The Reed Effect
The Reed Effect is an essential band within the Toronto music community. After the unexpected and devastatingly tragic passing of bassist and founding member, Chris Reed, in 2020, his brother, singer and songwriter Kirk Reed, has pushed forward with their long-awaited and highly-anticipated follow-up to 2017’s A Strange Curiosity. Recorded before his passing, 1973 is a strong rock record that flexes songwriting and performance chops, and ultimately makes for a fitting celebration for the life and musicality of Chris.

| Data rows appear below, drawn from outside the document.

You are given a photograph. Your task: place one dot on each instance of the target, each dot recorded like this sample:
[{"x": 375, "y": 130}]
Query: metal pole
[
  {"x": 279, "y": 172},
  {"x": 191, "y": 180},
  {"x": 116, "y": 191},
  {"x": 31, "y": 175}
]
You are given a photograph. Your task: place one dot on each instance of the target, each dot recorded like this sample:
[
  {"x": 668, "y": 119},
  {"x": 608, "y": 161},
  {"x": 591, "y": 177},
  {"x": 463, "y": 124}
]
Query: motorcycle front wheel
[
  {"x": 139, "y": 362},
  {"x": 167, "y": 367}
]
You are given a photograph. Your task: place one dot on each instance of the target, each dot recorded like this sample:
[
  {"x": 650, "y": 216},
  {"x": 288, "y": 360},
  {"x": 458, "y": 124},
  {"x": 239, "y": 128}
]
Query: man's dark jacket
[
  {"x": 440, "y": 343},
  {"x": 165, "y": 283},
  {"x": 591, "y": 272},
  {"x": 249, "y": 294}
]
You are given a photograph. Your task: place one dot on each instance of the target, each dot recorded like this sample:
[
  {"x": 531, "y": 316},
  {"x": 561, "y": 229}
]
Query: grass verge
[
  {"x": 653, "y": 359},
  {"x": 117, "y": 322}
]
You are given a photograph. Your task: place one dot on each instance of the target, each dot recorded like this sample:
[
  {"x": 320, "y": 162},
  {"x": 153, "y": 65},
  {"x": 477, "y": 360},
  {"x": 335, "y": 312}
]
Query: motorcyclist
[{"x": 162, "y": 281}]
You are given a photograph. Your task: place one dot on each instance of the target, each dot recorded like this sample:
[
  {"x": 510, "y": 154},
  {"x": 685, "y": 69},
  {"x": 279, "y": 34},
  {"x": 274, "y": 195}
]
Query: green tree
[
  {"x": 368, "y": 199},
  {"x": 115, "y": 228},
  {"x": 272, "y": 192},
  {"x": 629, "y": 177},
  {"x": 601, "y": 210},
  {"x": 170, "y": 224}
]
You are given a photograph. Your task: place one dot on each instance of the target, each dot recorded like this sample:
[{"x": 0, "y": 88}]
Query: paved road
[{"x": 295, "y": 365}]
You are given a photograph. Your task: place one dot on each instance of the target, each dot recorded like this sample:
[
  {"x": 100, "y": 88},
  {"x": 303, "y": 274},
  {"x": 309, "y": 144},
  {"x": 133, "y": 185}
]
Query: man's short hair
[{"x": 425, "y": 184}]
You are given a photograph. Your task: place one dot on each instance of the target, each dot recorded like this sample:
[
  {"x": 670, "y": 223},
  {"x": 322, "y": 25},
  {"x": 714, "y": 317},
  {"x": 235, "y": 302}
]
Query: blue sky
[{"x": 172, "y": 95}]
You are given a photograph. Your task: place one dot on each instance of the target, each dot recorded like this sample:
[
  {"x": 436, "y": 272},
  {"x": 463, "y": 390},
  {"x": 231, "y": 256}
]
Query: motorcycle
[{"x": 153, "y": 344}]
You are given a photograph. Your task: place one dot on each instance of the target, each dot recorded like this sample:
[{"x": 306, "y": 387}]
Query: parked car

Opening with lead single “Fine Here”, the album invites the listener to crank up the volume on their sound system with its rhythmic riff and off-centred pulse. Kirk’s vocals truly shine through the throaty and forceful tone of the verse, before he lets out a wild wail in the chorus. Further accented by instrumental runs and a bridge section that comes out of nowhere, “Fine Here” raises the bar and sets the tone for what is to come from 1973. This is furthered with following track, “Rise Up”, a hard-hitting rocker that is driven by an infectious groove reminiscent of a packed dance hall. It’s also worth noting that the guitar tones and lead lines on this track are phenomenal.
The title track is a lyrical and musical throwback to the year of its namesake. Referencing Led Zeppelin, Pink Floyd, The Rolling Stones and more, The Reed Effect paint a convincing picture of sweaty night clubs, vintage cars with the top down, and a reverence for the sounds emanating from the radio on “1973”. Additional highlights on the album come in the shape of the tribal and haunting mantra of “Trampled Under”, and the riff-heavy “Megalomania”.
In many ways, 1973 is a stylistic departure from the dark, alternative driven rock of A Strange Curiosity. In its place is a nostalgic tone that would fit in had it been released in the mid ‘70s. In this case, The Reed Effect live up to the title of the record and successfully shift gears in a manner that does not change the essence of what makes The Reed Effect special. This is no easy feat and yet, the band seemingly does it with ease. Over the course of its seven tracks, 1973 marks a new creative venture for what is to come from The Reed Effect, while also paying tribute to the life and artistry of Chris.